Llega al bar una dama, tal vez frisando tres décadas, piel morena clara, de larga cabellera negra, y ojos cafés. Se ve de considerable estatura, a pesar de no usar tacón alto. Una blusa roja encierra su cintura de avispa pilera, y con su holgada falda beige a la rodilla, de muy difícil manera logra disimular sus caderas de ánfora romana. El barman le entrega un vaso de agua con hielo. Mira en derredor… bebe un sorbo y, tímidamente se aproxima a la mesa del señor que acaba de dejar la barra para ver el noticiario.
– Señor, ¿me permite acompañarlo un momento?
– Desde luego, puede tomar asiento con toda confianza.
– Pero sólo vengo a platicar, no vaya a pensar otra cosa.
– Por supuesto que tampoco es mi deseo faltarle al respeto, señorita.
Un parroquiano que no alcanza a escuchar lo que platican los observa con turbios ojos y, se le oye decir, “pinchi maistro suertudo”.
Con vacilante paso llega a la sinfonola y deposita unas monedas; en su espalda se aprecia el logotipo de una empresa refresquera. Vuelve a su lugar, y al sentarse lanza una inquisidora mirada de reojo hacia la dama, chasqueando su lengua, tal como lo hacía “el lobo feroz”. Mientras tanto la naciente pareja dialoga animadamente, ajena a las tonterías de aquel rechoncho y envidioso intruso. Ella le pregunta:
– Disculpe, señor, ¿a qué se dedica usted?
– Soy trabajador de la universidad del Estado.
-¡En una universidad! Cuánto extraño mi estancia en la UAG; tuve que dejarla recién iniciado el tercer semestre en Medicina.
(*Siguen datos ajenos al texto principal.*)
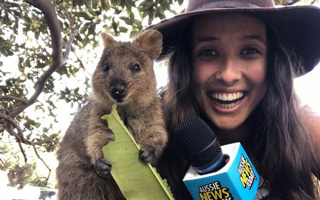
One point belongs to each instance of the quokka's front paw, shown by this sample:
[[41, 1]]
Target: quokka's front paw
[[147, 154], [103, 167]]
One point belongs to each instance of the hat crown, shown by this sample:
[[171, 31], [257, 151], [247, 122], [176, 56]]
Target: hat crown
[[196, 5]]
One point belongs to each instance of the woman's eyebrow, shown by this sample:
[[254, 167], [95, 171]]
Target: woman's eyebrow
[[260, 38], [206, 39]]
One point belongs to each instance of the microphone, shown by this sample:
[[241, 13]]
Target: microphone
[[216, 172]]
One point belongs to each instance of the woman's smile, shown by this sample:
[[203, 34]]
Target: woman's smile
[[229, 67]]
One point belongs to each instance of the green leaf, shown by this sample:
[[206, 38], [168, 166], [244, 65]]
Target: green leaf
[[135, 179]]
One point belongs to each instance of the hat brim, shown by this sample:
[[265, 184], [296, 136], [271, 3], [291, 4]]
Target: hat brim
[[298, 28]]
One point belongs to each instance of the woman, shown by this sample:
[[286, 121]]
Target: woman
[[233, 63]]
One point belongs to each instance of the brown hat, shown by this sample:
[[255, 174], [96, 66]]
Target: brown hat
[[298, 27]]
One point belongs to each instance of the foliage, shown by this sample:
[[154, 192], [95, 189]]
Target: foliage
[[41, 68], [46, 52]]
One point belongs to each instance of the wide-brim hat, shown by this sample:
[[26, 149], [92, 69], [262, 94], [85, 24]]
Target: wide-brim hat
[[298, 27]]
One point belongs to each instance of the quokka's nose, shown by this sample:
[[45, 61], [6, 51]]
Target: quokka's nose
[[118, 90]]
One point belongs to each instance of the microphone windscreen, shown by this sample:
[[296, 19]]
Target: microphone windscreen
[[197, 141]]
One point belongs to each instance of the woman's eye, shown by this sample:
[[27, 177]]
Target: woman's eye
[[208, 52], [106, 67], [136, 68], [250, 51]]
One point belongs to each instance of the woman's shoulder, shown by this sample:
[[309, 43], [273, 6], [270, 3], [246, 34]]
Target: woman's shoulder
[[311, 121]]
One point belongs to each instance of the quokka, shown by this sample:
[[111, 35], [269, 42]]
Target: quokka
[[124, 76]]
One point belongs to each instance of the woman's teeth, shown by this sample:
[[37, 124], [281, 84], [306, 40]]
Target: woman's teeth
[[227, 96], [227, 100]]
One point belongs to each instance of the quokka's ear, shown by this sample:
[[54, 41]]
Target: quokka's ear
[[107, 39], [151, 42]]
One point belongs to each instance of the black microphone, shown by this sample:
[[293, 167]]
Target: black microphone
[[199, 145], [216, 172]]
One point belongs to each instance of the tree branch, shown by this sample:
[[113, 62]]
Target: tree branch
[[9, 97], [39, 157], [68, 45], [50, 15]]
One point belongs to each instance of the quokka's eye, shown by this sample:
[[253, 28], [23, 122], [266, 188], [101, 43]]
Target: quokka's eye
[[106, 67], [135, 68]]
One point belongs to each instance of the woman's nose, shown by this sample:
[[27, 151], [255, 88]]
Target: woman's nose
[[229, 72]]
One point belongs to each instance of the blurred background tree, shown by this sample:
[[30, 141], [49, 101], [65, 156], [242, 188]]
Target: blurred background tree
[[46, 55]]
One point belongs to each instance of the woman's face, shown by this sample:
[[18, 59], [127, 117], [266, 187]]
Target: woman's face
[[229, 66]]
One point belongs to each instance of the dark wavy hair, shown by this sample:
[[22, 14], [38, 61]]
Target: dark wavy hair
[[282, 151]]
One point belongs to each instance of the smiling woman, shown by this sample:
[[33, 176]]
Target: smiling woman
[[229, 59], [233, 63]]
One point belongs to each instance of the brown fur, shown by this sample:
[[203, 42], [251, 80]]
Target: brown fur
[[139, 108]]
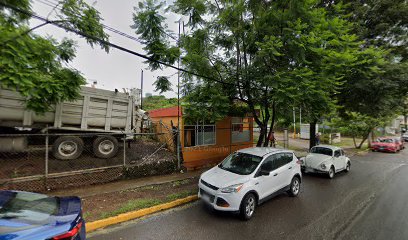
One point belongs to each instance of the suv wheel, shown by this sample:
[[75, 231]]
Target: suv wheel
[[331, 172], [294, 187], [248, 206]]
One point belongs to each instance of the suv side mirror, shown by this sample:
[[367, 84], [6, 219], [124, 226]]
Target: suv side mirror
[[264, 172]]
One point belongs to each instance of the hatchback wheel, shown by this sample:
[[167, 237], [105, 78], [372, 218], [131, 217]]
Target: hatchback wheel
[[248, 206], [294, 187], [331, 172]]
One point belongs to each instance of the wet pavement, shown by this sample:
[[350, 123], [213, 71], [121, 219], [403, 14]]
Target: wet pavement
[[369, 202]]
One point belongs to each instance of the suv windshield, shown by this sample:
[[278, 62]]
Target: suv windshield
[[240, 163], [322, 150]]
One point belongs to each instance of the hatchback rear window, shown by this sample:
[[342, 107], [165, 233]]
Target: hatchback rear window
[[322, 150]]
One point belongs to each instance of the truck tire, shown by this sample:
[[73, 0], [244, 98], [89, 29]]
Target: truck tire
[[105, 147], [67, 148]]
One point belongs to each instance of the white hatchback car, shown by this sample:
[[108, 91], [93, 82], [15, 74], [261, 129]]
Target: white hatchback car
[[249, 177], [326, 159]]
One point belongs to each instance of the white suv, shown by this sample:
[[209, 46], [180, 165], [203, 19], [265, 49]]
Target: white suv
[[249, 177]]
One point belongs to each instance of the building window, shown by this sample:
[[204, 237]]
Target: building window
[[240, 130], [199, 135]]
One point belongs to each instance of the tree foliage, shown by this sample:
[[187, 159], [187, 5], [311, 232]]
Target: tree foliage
[[36, 66], [269, 55], [157, 102]]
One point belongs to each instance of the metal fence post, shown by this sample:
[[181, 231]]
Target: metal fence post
[[46, 158], [124, 151]]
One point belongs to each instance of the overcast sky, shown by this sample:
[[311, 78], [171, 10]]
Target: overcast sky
[[117, 69]]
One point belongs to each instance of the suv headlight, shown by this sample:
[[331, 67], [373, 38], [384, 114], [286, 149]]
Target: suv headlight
[[232, 188]]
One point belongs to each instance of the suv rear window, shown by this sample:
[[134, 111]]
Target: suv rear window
[[322, 150]]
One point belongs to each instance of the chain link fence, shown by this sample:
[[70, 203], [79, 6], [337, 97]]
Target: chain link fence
[[42, 162]]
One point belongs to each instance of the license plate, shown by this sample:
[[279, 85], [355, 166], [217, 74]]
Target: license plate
[[205, 197]]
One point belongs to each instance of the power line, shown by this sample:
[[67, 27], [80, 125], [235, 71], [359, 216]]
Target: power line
[[104, 42], [54, 4]]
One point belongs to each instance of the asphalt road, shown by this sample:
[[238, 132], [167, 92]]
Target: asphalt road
[[369, 202]]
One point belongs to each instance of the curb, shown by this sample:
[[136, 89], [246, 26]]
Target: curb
[[92, 226]]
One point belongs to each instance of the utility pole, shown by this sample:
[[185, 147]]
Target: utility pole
[[300, 121], [178, 105], [294, 123], [141, 90]]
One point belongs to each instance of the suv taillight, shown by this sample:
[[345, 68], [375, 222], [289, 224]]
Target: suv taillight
[[70, 234]]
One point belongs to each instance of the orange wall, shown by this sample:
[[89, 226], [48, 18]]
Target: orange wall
[[199, 156]]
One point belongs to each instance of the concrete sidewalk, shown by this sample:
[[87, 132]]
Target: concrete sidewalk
[[122, 185]]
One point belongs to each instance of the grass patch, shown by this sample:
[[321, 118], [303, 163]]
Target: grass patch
[[131, 206], [150, 187], [183, 194], [181, 182]]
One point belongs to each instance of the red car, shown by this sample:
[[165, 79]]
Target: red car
[[385, 145]]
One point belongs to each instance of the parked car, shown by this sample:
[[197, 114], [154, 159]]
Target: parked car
[[249, 177], [327, 160], [26, 215], [405, 136], [385, 145]]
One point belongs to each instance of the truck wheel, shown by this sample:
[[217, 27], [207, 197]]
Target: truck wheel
[[67, 148], [105, 147]]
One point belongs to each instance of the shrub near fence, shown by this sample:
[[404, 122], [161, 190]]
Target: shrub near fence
[[36, 169]]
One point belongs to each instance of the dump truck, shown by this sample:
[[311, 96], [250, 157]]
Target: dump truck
[[98, 119]]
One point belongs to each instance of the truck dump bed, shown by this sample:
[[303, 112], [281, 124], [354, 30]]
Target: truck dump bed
[[95, 110]]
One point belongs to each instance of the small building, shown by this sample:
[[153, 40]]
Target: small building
[[204, 143]]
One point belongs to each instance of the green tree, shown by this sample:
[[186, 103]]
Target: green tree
[[36, 66], [376, 89], [270, 55], [156, 102]]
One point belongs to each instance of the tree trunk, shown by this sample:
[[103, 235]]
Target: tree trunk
[[354, 140], [312, 134]]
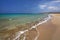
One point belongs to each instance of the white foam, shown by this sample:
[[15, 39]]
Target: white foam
[[21, 32]]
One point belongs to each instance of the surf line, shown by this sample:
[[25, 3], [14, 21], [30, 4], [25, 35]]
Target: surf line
[[22, 32]]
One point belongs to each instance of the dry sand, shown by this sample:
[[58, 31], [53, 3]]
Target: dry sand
[[49, 30]]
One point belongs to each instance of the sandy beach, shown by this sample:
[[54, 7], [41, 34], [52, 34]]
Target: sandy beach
[[49, 30]]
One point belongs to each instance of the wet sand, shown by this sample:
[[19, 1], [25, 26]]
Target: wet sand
[[49, 30]]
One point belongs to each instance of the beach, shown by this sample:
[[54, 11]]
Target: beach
[[47, 29]]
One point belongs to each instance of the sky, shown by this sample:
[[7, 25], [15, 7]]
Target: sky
[[29, 6]]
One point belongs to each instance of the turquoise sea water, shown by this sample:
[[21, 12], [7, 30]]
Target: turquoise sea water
[[13, 19]]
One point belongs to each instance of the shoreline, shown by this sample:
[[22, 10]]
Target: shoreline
[[22, 32]]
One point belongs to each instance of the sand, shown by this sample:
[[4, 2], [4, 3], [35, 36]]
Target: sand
[[46, 31], [49, 30]]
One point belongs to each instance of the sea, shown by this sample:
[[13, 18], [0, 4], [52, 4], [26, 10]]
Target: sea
[[12, 20]]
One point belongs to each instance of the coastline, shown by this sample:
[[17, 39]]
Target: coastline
[[42, 30], [35, 26], [49, 30]]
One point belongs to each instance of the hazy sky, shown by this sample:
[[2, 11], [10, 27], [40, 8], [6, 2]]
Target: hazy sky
[[29, 6]]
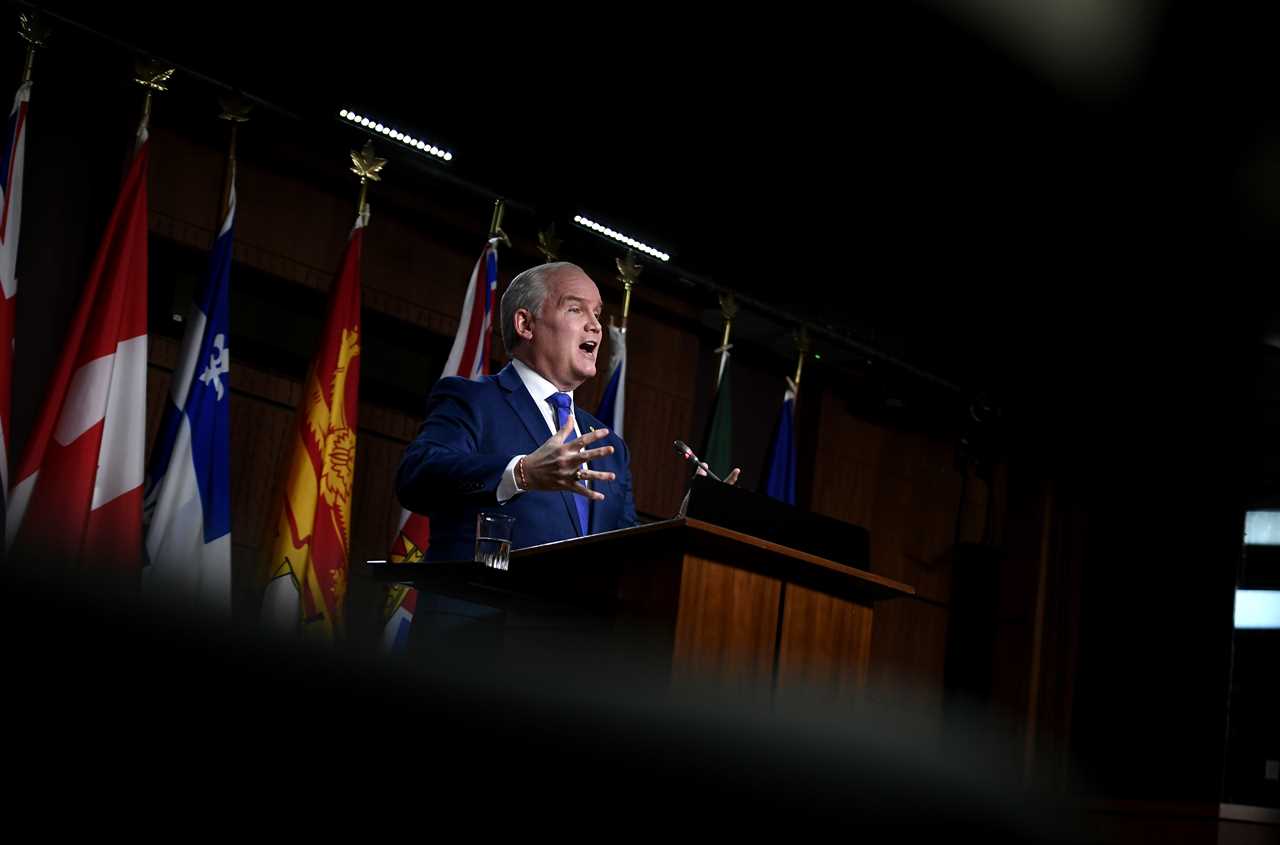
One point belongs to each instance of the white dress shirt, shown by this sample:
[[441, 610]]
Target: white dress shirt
[[540, 391]]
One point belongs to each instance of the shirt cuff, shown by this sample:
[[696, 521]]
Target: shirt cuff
[[507, 488]]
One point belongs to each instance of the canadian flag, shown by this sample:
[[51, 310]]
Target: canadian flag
[[77, 494]]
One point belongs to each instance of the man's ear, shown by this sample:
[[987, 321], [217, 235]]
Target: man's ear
[[524, 324]]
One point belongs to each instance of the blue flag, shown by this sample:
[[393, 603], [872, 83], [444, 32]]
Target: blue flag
[[780, 475], [187, 501]]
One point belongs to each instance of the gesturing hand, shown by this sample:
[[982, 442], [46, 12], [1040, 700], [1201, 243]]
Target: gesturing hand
[[557, 465]]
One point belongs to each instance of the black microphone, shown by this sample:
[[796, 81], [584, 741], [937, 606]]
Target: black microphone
[[688, 453]]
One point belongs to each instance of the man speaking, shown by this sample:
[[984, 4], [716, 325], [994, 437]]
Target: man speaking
[[516, 442]]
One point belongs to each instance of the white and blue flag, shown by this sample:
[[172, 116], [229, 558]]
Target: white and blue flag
[[615, 398], [187, 505]]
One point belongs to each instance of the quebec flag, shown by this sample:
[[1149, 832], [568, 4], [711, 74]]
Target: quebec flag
[[187, 499]]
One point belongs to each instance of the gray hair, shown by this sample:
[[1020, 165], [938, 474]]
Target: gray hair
[[528, 291]]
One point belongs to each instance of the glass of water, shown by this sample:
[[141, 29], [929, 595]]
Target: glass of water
[[493, 539]]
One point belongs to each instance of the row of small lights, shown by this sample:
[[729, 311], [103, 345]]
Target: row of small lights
[[621, 238], [394, 135], [410, 141]]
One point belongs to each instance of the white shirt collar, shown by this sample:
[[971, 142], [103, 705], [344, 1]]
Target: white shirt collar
[[538, 387]]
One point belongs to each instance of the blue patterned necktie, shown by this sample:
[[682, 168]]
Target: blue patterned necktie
[[562, 403]]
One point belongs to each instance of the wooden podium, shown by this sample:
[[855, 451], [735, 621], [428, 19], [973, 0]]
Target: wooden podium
[[695, 602]]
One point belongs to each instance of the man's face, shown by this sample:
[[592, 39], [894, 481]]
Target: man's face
[[566, 334]]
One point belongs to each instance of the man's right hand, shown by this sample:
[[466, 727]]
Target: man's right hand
[[557, 465]]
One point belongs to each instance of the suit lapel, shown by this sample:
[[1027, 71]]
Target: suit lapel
[[517, 397], [522, 403]]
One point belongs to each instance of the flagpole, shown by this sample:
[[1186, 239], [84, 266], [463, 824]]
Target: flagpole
[[236, 112], [801, 348], [368, 167], [629, 270], [33, 31], [728, 310], [152, 77], [499, 208]]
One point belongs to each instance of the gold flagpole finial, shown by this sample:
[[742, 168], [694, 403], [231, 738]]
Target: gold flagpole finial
[[234, 110], [548, 243], [152, 76], [32, 30], [368, 167], [728, 310], [629, 270], [499, 208], [803, 350]]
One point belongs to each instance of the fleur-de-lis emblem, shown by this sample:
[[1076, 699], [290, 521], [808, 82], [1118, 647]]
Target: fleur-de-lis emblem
[[219, 364]]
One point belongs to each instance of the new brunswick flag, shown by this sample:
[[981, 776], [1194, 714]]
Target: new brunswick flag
[[304, 572]]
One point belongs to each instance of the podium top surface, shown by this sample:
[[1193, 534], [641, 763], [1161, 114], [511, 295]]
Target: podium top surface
[[676, 530]]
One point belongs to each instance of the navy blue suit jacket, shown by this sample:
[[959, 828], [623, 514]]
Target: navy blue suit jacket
[[452, 469]]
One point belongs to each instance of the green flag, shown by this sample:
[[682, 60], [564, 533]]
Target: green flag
[[720, 435]]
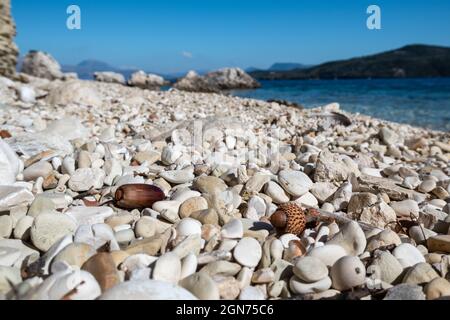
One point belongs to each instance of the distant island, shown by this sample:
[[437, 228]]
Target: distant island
[[411, 61]]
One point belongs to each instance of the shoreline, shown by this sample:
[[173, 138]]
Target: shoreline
[[225, 167]]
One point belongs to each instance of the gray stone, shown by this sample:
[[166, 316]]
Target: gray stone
[[405, 291], [147, 290]]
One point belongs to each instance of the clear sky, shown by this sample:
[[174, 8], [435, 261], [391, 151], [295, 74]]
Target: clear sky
[[176, 35]]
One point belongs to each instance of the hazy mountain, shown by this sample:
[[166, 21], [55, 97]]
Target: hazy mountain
[[86, 69], [286, 66], [407, 62]]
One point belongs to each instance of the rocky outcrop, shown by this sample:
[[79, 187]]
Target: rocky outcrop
[[413, 61], [223, 79], [232, 78], [195, 83], [109, 77], [42, 65], [143, 80], [8, 49]]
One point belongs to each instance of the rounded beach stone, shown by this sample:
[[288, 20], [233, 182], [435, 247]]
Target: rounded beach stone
[[351, 238], [201, 285], [299, 287], [48, 228], [420, 273], [209, 184], [310, 269], [296, 183], [23, 226], [147, 290], [251, 293], [276, 193], [328, 254], [145, 227], [167, 268], [75, 254], [408, 255], [6, 226], [248, 252], [188, 226], [348, 272], [437, 288], [36, 170], [387, 265], [405, 291], [233, 229], [192, 205]]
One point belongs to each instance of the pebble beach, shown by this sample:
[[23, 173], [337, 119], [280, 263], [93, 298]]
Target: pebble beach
[[249, 199]]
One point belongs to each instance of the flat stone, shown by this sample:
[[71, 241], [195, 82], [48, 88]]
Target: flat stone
[[310, 269], [147, 156], [388, 268], [328, 254], [440, 243], [405, 291], [299, 287], [248, 252], [167, 268], [148, 246], [202, 286], [420, 273], [41, 204], [223, 268], [233, 229], [261, 276], [13, 246], [385, 238], [334, 167], [437, 288], [296, 183], [251, 293], [89, 215], [103, 268], [276, 192], [366, 183], [188, 226], [14, 196], [6, 226], [178, 176], [145, 227], [86, 178], [209, 184], [348, 272], [192, 205], [147, 290], [256, 183], [408, 255], [351, 237], [406, 208], [191, 244], [323, 191], [36, 170], [23, 227], [75, 254], [48, 228]]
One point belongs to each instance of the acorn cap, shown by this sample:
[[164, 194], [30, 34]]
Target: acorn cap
[[289, 218]]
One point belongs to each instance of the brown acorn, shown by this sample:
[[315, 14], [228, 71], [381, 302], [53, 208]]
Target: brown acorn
[[137, 196], [289, 218]]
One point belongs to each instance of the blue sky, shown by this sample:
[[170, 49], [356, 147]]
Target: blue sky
[[176, 35]]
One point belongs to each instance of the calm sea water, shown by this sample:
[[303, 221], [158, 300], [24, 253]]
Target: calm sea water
[[419, 102]]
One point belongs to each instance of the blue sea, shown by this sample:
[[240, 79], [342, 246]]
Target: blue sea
[[419, 102]]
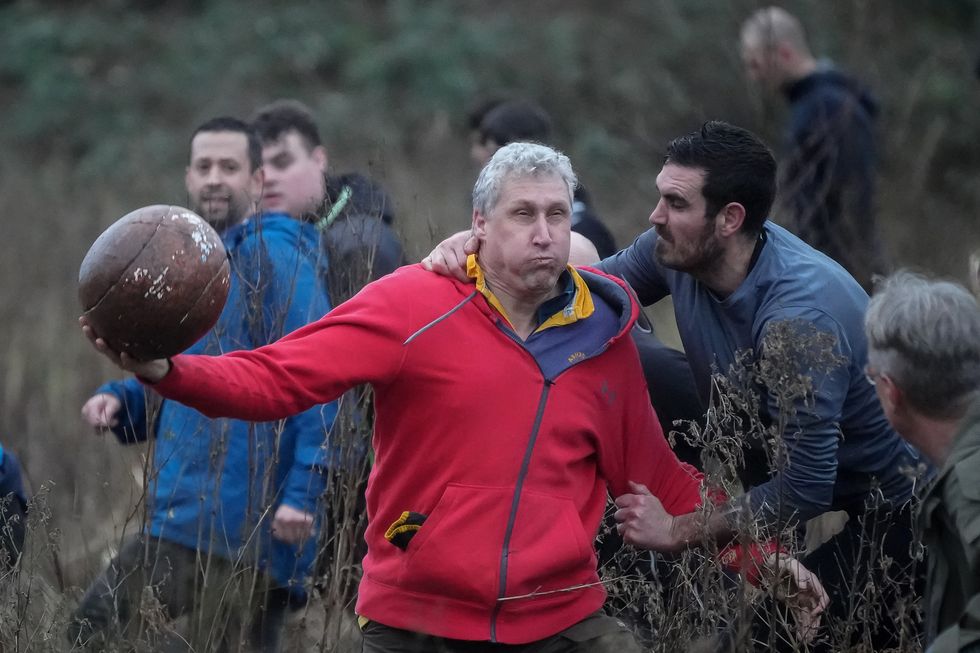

Un mesero les lleva dos cervezas de barril, y dicen ¡Salud! Poco a poco, al frescor de los espumantes tarros la bella dama se muestra más expresiva.
Y bien, ¡Quién es ella? Su nombre es Elizabeth, descendiente de una reconocida familia jalisciense; de la misma rama del Lic. Ignacio L. Vallarta, quien fuera gobernador de Jalisco durante el periodo 1871-1875, en cuyo honor conocemos lo que hoy es Puerto Vallarta.
Le confía ella su triste soledad. En plena juventud peca por amor al enamorarse de un irresponsable junior, quien al saberla embarazada prefiere continuar sus estudios en una universidad de California, -en complicidad con sus queridos padres.
El honor de la familia se siente mancillado, y a cada rato le reprochan su proceder, al grado de sugerirle el consumo de sustancias abortivas. La relación intrafamiliar se vuelve un infierno, y maleta en mano escapa de cas a través de una ventana. Llega a la estación de autobuses a medianoche y parte rumbo a Mazatlán, donde labora algunos años en un laboratorio de análisis clínicos.
Antes de cumplir dos años muere su inocente hijo a causa de una enfermedad contagiosa. En el mismo hotel en que vive llega a hospedarse una ex compañera de preparatoria. Reinician amistades y comete la imprudencia de renunciar a su trabajo y, ambas empiezan a salir de noche y dormir de día.
La dama le agradece el haberle escuchado, y posando su frente en la de él, derrama intermitentes lágrimas. Elizabeth se levanta, pues tiene que trasladarse a la zona del Malecón de La Paz a ofrecer su mercancía, pero ya no la de antes, sino que ahora vende cobertores y artículos de piel; actualmente se gana la vida como merolico; de feria en feria y de carnaval en carnaval. Se cubre la cuenta y salen a la calle. En voz baja le pide que si acaso puede ayudarla para completar el taxi; éste acepta, pero le aconseja que mejor se vaya caminando para que se relaje, ya que el Malecón se encuentra a unas cuantas cuadras.
De su billetera extrae un reluciente papel y le hace entrega; asombrada contempla el billete, entorna sus húmedos ojos ¡y obsequia un pronunciado beso en la mejilla del caballero! La ve alejarse… ella da vuelta en la esquina y él retorna al bar.
– ¿Qué pasó don Amado? ¿Se le fue viva la paloma?
– No seas vulgar y prosaico, aún eres joven y te falta mucho por vivir.
– No se agüite -dijo el barman, ahí va un tarro, cortesía de la casa.
– Pues que sea el del estribo, mañana tengo mucho trabajo en la escuela…
– ¡Gracias, nos vemos! –gritó al despedirse.
– ¡Buenas noches señor Flores! –contestó la mesera.